Guardians ad litem tell about the trends they’ve seen in children assigned to their care.
Each child responds differently. A lot of them are so humorous. They’re trying their best. Children can be so resilient. They have to deal with so much change.

WHEN A CHILD is placed into State care, they come into contact with a number of adults they normally wouldn’t.

Social workers get involved. Foster carers. Residential carers. Solicitors. So too psychologists, therapists and guardians ad litem.

The last on that list are assigned by a judge to the role of representing the child’s voice in court proceedings, advocating for them and therefore takes a very active role in what is happening to them.
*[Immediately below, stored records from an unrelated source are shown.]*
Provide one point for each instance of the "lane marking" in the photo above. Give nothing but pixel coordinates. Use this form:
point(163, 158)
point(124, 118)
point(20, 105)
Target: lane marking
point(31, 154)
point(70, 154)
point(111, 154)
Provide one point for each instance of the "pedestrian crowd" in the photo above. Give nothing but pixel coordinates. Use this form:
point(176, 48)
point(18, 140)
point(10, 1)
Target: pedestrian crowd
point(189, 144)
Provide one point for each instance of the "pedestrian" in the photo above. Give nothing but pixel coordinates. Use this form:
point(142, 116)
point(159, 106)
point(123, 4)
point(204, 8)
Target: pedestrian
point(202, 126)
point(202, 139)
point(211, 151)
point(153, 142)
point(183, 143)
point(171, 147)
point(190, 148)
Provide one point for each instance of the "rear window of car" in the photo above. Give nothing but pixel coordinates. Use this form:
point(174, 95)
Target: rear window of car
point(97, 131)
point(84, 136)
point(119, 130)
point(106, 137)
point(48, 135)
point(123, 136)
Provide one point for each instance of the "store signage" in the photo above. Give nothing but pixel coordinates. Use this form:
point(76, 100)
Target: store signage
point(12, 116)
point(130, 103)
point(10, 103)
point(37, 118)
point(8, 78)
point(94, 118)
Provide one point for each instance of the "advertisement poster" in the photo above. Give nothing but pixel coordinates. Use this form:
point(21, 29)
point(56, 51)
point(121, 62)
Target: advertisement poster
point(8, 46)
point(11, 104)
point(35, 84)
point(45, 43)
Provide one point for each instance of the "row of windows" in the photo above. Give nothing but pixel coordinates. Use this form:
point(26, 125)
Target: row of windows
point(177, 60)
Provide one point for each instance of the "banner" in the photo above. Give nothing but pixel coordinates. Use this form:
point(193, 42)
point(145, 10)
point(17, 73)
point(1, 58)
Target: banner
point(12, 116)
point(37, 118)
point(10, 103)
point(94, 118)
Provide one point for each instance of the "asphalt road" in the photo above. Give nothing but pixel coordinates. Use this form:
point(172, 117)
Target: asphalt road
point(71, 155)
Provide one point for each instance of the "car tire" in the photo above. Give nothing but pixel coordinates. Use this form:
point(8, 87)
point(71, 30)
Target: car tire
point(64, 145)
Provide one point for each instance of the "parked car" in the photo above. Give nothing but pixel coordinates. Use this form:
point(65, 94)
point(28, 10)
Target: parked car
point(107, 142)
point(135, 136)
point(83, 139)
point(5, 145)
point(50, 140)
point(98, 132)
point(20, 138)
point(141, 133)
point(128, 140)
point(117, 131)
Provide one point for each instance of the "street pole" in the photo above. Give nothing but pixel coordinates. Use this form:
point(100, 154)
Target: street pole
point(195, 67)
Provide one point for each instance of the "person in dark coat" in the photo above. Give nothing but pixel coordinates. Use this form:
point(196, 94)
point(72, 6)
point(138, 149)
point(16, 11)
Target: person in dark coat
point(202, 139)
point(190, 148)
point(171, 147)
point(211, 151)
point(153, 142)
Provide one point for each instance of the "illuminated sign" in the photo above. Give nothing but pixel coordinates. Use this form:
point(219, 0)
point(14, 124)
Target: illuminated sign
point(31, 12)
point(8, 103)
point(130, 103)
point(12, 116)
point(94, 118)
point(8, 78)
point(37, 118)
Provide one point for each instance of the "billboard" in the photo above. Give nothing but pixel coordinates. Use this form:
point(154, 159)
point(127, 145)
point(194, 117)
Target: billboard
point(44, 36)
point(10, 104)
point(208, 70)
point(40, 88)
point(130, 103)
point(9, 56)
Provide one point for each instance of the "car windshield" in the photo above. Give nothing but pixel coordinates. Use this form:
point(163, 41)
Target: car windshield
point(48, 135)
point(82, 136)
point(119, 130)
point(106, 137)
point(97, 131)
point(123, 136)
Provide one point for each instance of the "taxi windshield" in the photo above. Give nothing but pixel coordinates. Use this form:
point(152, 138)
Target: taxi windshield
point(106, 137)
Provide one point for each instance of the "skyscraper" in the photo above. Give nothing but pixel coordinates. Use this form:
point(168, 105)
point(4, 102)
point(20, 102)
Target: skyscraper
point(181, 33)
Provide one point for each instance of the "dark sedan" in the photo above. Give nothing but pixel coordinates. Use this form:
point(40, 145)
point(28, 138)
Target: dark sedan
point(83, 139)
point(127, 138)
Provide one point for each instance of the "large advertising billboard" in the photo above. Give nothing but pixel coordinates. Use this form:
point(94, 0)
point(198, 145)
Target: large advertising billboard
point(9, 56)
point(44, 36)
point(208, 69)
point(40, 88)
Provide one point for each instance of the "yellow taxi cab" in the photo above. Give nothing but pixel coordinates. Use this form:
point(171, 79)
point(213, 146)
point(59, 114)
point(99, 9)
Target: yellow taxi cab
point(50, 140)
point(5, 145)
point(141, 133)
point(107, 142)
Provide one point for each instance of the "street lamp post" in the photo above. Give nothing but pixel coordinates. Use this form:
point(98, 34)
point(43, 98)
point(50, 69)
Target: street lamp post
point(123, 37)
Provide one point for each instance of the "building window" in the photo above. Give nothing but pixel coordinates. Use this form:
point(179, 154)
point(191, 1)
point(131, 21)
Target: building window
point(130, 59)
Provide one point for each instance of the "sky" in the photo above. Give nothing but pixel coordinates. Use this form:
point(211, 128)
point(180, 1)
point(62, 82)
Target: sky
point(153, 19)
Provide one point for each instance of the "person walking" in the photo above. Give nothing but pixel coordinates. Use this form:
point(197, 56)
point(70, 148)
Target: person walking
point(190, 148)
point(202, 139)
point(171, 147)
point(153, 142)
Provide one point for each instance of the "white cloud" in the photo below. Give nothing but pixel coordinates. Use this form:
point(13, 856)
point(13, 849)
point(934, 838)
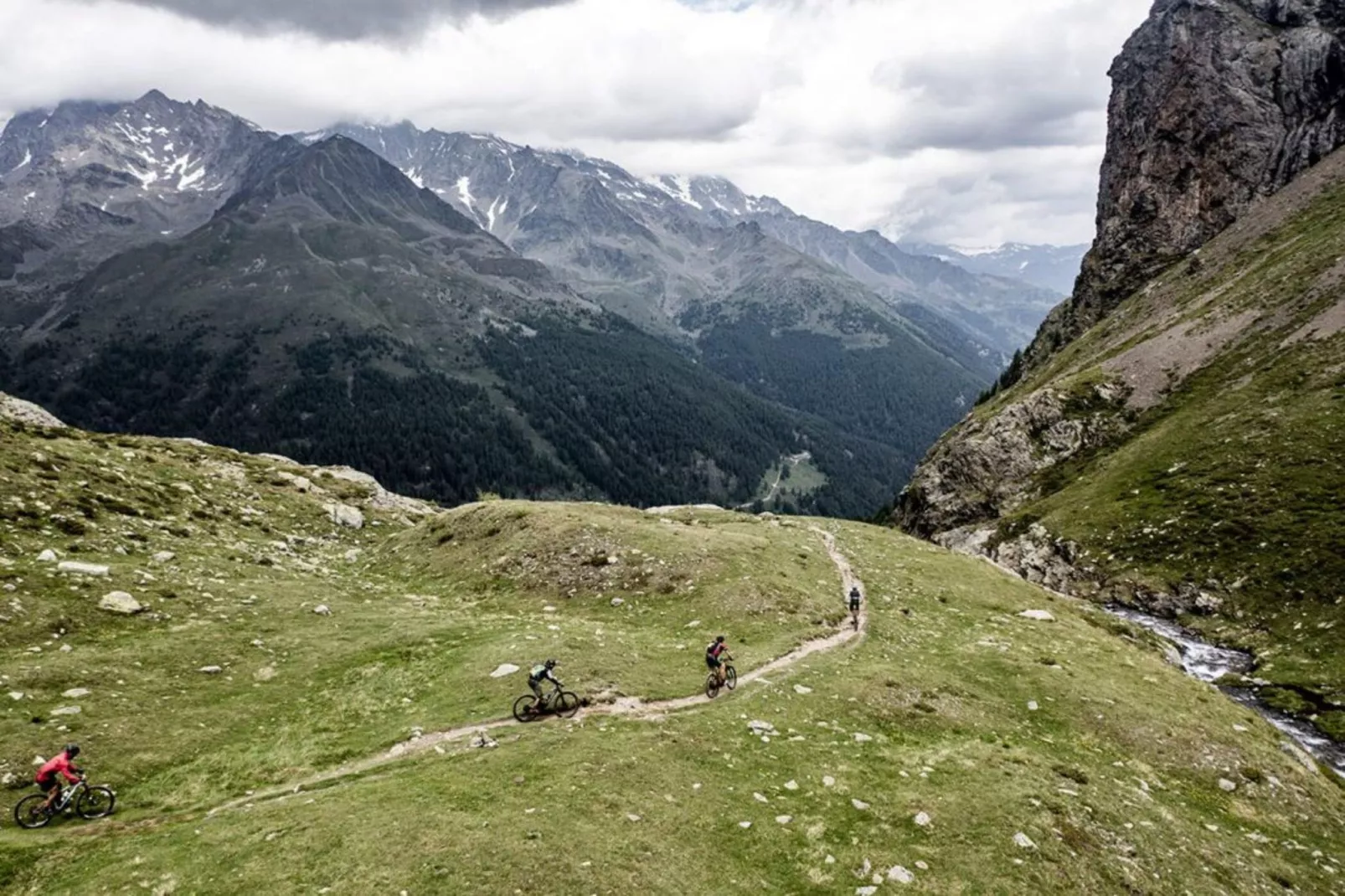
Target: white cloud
point(969, 120)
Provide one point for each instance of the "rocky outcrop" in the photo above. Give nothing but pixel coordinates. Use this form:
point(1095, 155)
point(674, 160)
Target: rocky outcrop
point(989, 466)
point(1215, 104)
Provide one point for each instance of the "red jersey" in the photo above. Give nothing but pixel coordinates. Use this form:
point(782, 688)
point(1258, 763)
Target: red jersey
point(61, 763)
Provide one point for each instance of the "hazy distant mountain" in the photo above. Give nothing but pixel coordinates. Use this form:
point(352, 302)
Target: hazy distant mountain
point(1054, 268)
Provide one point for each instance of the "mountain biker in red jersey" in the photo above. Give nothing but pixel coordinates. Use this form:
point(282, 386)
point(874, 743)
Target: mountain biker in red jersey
point(58, 765)
point(713, 657)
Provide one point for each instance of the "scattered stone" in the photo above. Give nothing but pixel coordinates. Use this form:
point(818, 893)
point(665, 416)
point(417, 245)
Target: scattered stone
point(82, 569)
point(344, 516)
point(900, 875)
point(120, 601)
One guardian told us: “For a child to live a rounded life, you want to get guardians, courts out of their lives. There are all these unnatural things that shouldn’t be in their lives. We want to get them out of their lives.”

Acting independently, they frequently come into contact with the Child and Family Agency Tusla – which is ultimately responsible for children in State care – and make submissions on what they think the child needs based on interactions with them.

But that isn’t always an easy task. spoke to some of these guardians, and a solicitor who frequently deals with cases of children in care, to find out what trends they’ve seen for children recently and the problems they’ve identified through their close contact in these instances.

“Cases dragged out”

An interim care order is usually granted in the first instance by the courts. This places the child in State care but allows parents to return to court in a month’s time to make submissions if they want children returned to them.

A full care order, meanwhile, permanently moves a child into State care. Solicitor Gareth Noble, from KOD Lyons, told that outside of Dublin, cases can often stay in the courts a lot longer.

“We have a practice direction,” he said. “If a child has been in care in excess of nine months, we’d move towards a full care order.

But this direction is not used as effectively outside of Dublin. Court proceedings are often much lengthier. It’s not uncommon to have a child on an interim care order in excess of two years.

And, as well as the cost of having these cases dragged out, the child suffers from uncertainty in their lives as they don’t know where they’ll be living from one month to the next for years at a time.

Guardian ad litem Claire Quinn told that she had no doubt that it impacts significantly on children in their long-term well-being.

She said: “As adults, how could we settle if we’re told ‘live here but don’t unpack’. How could you live your life in that kind of accommodation, either practically or emotionally?”

So why does this happen?

Both Quinn and Noble highlighted a lack of proper assessments – for either the child or the parents – by the time a case reaches court. Noble said that he had found, in a number of cases, parental capacity assessments – used to help determine if a child should be returned home – are not done.

“It seems to be a lack of resources, on occasion,” he said. “And a lack of assessors to meet demand. Courts are adjourned then because these assessments aren’t ready.

The cost of keeping these proceedings going is probably higher than it would cost to just do the assessments quicker.

Quinn said that cases can be often be delayed for complex reasons, such as when a criminal case is ongoing and the gardaí do not want any evidence given in a child care case.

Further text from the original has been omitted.